Perhaps the biggest factor motivating Frank’s improvement, however, has been the shift in how he views himself. No longer simply a madman, he is a painter and a poet, a traveler and a friend, an African and an American, a welder and a student.
And, most recently, a shaman. In February, Frank, Dick, and Frank’s mother visited Malidoma’s tribe in Burkina Faso, where Frank took part in healing rituals. He spent four weeks living in the village before returning home to Boston in early March.
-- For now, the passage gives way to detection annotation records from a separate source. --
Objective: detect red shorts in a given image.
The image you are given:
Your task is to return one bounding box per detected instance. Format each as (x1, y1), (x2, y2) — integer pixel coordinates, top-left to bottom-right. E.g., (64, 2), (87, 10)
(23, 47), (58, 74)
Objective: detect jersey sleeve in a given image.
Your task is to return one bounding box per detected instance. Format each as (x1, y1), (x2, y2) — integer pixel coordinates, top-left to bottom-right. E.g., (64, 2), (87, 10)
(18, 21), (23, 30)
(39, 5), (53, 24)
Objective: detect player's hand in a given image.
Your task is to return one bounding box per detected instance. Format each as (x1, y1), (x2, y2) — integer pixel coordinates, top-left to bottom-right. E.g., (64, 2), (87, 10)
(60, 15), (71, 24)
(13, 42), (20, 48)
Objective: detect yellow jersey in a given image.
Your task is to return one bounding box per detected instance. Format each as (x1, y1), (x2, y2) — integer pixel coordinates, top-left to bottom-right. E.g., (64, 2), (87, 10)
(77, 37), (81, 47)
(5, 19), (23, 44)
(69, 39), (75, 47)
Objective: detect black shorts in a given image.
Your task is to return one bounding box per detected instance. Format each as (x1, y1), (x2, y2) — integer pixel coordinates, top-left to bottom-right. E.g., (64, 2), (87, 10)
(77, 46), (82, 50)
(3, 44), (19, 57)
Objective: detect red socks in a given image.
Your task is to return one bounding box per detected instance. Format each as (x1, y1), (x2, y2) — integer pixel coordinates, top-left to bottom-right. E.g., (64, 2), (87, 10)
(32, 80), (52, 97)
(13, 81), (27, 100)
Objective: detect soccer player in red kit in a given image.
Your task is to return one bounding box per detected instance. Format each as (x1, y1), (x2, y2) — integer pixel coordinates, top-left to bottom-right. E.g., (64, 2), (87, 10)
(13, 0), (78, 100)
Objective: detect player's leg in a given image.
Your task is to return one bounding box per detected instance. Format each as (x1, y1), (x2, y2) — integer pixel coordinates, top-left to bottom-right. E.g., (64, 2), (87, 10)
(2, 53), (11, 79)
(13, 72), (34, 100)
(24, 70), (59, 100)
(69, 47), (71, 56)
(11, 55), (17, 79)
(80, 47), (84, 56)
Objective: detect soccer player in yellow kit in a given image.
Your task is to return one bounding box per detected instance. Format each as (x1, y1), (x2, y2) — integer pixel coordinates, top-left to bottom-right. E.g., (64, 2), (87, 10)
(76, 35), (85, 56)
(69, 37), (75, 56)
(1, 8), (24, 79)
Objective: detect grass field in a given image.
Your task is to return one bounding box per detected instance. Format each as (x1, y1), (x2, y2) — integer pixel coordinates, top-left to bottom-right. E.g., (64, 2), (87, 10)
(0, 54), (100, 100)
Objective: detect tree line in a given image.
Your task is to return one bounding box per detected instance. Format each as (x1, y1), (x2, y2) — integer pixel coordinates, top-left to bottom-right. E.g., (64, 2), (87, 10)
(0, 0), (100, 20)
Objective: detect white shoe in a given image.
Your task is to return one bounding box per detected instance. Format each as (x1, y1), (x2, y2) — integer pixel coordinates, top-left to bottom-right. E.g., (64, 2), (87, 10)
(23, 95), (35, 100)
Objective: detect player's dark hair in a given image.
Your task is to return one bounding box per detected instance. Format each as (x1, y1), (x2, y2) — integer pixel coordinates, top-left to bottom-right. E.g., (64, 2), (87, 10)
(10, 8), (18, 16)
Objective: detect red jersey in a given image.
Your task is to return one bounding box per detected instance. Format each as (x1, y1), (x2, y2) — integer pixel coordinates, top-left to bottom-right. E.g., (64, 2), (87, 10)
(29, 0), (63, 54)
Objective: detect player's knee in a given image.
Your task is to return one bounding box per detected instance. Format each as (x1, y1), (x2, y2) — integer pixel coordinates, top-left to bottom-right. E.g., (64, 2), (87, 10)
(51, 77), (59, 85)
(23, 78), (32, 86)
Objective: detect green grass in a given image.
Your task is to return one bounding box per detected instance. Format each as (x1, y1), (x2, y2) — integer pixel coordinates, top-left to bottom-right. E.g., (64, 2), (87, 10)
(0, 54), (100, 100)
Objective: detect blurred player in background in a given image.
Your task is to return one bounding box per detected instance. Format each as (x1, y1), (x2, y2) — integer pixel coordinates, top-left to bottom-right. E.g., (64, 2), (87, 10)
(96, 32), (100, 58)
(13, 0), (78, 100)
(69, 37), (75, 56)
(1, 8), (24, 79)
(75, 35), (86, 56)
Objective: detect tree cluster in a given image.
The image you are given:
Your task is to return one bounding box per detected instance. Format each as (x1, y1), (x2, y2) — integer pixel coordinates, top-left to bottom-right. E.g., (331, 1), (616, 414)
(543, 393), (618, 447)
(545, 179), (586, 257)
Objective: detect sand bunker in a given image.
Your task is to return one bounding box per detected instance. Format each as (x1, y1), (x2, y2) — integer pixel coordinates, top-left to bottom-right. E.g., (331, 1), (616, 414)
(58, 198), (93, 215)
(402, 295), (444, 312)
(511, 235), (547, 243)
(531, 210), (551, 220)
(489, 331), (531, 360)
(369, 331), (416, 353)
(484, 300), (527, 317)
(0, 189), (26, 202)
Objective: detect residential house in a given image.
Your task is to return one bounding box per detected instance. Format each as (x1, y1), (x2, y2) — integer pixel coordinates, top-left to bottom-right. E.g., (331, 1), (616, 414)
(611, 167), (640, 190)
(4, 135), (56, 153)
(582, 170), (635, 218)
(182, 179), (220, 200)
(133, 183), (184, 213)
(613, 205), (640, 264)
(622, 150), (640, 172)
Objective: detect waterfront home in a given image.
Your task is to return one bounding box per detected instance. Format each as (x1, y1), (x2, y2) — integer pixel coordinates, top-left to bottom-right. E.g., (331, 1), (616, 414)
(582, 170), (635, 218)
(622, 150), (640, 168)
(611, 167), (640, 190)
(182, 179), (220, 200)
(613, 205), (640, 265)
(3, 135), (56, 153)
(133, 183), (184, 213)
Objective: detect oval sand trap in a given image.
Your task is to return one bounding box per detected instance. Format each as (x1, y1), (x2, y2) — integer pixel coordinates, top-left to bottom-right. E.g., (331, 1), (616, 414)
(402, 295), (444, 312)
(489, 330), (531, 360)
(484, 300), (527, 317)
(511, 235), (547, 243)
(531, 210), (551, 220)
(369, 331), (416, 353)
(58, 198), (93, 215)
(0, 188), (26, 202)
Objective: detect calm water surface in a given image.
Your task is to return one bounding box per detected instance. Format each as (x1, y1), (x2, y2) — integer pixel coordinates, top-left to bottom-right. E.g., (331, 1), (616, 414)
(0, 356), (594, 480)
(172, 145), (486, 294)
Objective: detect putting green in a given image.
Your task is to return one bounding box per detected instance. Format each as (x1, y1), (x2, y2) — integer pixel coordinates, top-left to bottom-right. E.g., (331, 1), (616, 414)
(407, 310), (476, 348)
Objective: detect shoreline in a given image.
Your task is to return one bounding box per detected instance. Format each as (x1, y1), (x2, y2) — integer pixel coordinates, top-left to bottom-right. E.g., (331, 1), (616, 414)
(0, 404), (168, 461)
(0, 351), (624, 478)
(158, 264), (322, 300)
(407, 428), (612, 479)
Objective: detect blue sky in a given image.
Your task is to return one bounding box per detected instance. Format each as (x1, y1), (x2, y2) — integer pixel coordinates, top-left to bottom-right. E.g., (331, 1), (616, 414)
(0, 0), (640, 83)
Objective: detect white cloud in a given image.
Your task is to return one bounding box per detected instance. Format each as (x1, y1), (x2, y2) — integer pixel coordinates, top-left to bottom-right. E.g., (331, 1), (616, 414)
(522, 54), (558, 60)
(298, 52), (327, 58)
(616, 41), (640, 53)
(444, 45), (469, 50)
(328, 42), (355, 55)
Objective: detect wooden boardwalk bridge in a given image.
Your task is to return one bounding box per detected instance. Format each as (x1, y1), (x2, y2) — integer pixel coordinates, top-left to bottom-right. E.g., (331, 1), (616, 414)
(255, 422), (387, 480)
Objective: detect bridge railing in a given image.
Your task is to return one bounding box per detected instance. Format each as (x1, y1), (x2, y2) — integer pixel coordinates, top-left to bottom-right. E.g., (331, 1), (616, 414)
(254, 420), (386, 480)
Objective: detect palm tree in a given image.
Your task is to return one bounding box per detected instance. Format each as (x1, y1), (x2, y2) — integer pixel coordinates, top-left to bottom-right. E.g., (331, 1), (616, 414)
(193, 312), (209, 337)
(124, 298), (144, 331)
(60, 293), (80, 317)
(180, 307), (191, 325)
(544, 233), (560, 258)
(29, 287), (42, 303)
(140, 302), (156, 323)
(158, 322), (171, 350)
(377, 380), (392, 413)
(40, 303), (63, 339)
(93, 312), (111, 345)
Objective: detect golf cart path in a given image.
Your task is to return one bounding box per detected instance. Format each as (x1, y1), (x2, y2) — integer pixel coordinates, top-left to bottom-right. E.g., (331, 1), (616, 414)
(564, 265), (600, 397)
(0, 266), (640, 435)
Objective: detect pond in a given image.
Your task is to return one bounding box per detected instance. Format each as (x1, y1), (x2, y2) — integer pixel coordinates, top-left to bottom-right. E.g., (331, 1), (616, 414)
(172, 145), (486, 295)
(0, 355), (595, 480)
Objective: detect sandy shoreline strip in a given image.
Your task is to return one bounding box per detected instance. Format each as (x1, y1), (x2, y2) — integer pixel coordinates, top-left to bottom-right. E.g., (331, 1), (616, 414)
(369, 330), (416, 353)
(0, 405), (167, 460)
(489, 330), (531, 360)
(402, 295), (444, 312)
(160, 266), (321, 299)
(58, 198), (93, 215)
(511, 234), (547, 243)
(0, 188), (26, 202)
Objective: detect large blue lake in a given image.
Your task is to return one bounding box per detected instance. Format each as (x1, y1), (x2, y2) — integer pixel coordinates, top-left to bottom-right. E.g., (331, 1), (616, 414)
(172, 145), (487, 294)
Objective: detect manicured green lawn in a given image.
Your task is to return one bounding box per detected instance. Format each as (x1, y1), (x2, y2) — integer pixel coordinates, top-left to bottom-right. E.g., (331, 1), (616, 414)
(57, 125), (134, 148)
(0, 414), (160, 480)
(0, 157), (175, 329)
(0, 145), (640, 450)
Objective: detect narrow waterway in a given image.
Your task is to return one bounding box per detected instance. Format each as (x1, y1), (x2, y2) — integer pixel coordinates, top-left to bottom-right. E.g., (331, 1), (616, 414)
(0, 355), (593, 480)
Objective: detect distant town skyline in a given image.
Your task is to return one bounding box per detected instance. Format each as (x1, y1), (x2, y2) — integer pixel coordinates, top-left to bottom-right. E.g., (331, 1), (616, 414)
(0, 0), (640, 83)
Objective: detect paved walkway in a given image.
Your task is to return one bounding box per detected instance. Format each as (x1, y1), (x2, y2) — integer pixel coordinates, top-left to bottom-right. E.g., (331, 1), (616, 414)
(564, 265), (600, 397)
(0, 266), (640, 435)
Dick and Malidoma are loath to disclose details of the ceremony, and say only that Frank’s response to the rituals gave them hope.
The experience also shifted Dick’s perception. “I never expected to be conducting spiritual water rituals at the ocean,” he said. But that’s what he did, and, in the course of helping his son recover, he found that his own views of sickness and health had shifted. “To the extent that psychosis involves the creation of an alternate reality, the goal is to enter that world. There’s also a recognition that the world we think of as real is actually infused with aspects of the Other—that there is a mysterious impenetration or even an underlying unity.”
As for traditional medicine’s take? To the best of Dick’s knowledge, scientists haven’t studied a case exactly like Frank’s.
Susie Neilson is a science journalist.